Assim, have/haben e haver/haber não podem vir do mesmo étimo ancestral, as consoantes não batem. As fricativas na raiz das palavras germânicas costumam corresponder a oclusivas nas palavras germânicas. Assim, o verdadeiro cognato de have/haben em latim é o verbo capere, que corresponde uma raiz com duas consoantes oclusivas kap-. Comparando-se essa forma não com as formas do inglês e do alemão atuais, mas com a forma mais antiga de [to] have o verbo hæfan do anglo-saxônico, a correspondência entre uma raiz kap-, em latim, e uma raiz haf-, em germânico, se mostra mais clara. Assim, o cognato de have/haben, é o verbo caber, em português (e espanhol).

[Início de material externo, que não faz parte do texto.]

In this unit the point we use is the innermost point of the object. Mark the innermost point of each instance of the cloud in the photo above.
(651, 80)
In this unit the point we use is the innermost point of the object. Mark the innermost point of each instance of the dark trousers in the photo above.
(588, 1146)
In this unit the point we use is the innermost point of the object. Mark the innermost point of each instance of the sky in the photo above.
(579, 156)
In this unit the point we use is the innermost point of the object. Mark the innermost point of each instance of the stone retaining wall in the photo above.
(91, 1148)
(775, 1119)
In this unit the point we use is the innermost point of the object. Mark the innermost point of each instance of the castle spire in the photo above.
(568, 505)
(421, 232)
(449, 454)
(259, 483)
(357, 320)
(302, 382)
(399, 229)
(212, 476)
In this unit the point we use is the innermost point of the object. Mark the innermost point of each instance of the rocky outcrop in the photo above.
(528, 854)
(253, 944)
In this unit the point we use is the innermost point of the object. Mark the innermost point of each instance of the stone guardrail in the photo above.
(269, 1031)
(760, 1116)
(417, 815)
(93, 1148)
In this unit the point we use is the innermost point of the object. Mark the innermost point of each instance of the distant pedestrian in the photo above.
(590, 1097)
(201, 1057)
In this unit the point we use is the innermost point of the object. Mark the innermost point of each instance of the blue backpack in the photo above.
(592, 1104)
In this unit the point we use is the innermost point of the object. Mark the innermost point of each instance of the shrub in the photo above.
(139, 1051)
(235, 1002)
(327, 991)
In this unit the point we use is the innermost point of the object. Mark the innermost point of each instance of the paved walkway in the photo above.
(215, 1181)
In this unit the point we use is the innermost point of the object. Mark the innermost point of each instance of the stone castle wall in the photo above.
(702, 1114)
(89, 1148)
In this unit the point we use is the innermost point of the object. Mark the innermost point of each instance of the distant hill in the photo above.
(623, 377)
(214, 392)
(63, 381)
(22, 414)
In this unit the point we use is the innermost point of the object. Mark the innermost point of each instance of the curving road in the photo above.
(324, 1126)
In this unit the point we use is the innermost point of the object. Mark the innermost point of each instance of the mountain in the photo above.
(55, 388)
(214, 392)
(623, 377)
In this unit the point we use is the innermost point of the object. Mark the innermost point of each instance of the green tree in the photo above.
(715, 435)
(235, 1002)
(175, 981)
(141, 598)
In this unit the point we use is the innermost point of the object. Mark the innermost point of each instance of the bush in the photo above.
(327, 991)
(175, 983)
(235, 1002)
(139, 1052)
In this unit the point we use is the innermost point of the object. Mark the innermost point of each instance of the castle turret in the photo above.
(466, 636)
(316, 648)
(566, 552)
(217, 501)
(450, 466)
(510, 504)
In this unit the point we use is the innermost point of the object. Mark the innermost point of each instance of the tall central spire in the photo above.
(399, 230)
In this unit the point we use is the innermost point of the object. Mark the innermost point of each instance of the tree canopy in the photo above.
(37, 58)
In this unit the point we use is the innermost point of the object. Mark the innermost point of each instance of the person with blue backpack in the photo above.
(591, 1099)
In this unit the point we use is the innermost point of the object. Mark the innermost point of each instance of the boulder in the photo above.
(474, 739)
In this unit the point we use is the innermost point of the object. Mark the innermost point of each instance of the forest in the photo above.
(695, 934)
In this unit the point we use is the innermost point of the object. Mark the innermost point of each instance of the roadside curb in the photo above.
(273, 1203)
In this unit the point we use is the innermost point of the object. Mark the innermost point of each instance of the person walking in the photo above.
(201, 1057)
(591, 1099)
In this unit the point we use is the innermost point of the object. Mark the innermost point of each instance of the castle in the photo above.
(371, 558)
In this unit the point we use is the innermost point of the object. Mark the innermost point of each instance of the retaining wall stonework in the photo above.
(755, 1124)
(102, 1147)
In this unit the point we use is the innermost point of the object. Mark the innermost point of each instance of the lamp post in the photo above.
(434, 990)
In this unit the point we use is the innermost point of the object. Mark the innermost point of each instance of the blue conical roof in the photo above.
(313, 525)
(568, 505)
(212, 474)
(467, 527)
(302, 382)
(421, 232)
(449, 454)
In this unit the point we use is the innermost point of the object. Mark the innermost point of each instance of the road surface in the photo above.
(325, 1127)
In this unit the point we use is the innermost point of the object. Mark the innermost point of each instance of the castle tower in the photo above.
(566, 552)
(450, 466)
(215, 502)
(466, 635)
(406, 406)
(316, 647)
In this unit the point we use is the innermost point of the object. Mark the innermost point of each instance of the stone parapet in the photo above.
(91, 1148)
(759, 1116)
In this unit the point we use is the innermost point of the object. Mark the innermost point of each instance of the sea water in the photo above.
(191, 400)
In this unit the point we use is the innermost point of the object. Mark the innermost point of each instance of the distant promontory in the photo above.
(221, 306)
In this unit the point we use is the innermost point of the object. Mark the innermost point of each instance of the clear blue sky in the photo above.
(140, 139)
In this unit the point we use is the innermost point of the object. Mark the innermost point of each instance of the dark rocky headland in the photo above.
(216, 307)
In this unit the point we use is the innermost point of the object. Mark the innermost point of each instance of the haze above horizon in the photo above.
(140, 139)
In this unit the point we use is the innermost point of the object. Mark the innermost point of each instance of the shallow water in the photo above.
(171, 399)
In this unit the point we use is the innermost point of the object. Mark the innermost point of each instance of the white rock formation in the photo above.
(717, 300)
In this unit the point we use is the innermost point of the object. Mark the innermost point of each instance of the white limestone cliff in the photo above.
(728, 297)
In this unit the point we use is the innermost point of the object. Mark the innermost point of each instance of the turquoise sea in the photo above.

Por outro lado, a aspirada h em início de palavra, em latim, costuma corresponder a uma oclusiva sonora em germânico, como se vê no gótico gasts, bi-gietan (for-gotten) e no latim hostis, prae-hendere. Já a oclusiva sonora em meio de palavra em latim só pode corresponder a uma oclusiva sonora em meio de palavra em germânico, ambas derivadas de uma oclusiva sonora aspirada *bh, em proto-indo-europeu. Isso nos daria uma raiz original *ghabh, que é encontrada, por exemplo, no verbo inglês to give e no alemão geben.

O linguista francês Émile Benveniste observou que as línguas indo-europeias costumam apresentar uma espécie de confusão entre os étimos de verbos que indicam relações de posse, especificamente entre as noções de “ter”, “tomar (à força)” e “dar”. Assim, o verbo “dar” de diversos ramos indo-europeus (latim, grego, eslavo), que se encontra no nosso verbo dar, corresponde ao verbo hitita dai, que significa “tomar”. Na linha de Benveniste, somos tentados a ligar essa facilidade com que “ter” pode ser “tomar” pode ser “dar” com uma ideia muito forte de “propriedade” nas instituições das sociedades indo-europeias, que pode se originar de uma concessão quanto da conquista ou do saque, sempre justificados de alguma forma. Isso combina com uma natureza expansionista intrínseca das sociedades indo-europeias, que através da formação de impérios convencionais (hitita, persa, romano) ou coloniais (as potências coloniais europeias a partir do século XV, expandiram as línguas indo-europeias para todos os continentes (incluindo a Antártida). Mas esse é um tema controverso e fica pra outra conversa…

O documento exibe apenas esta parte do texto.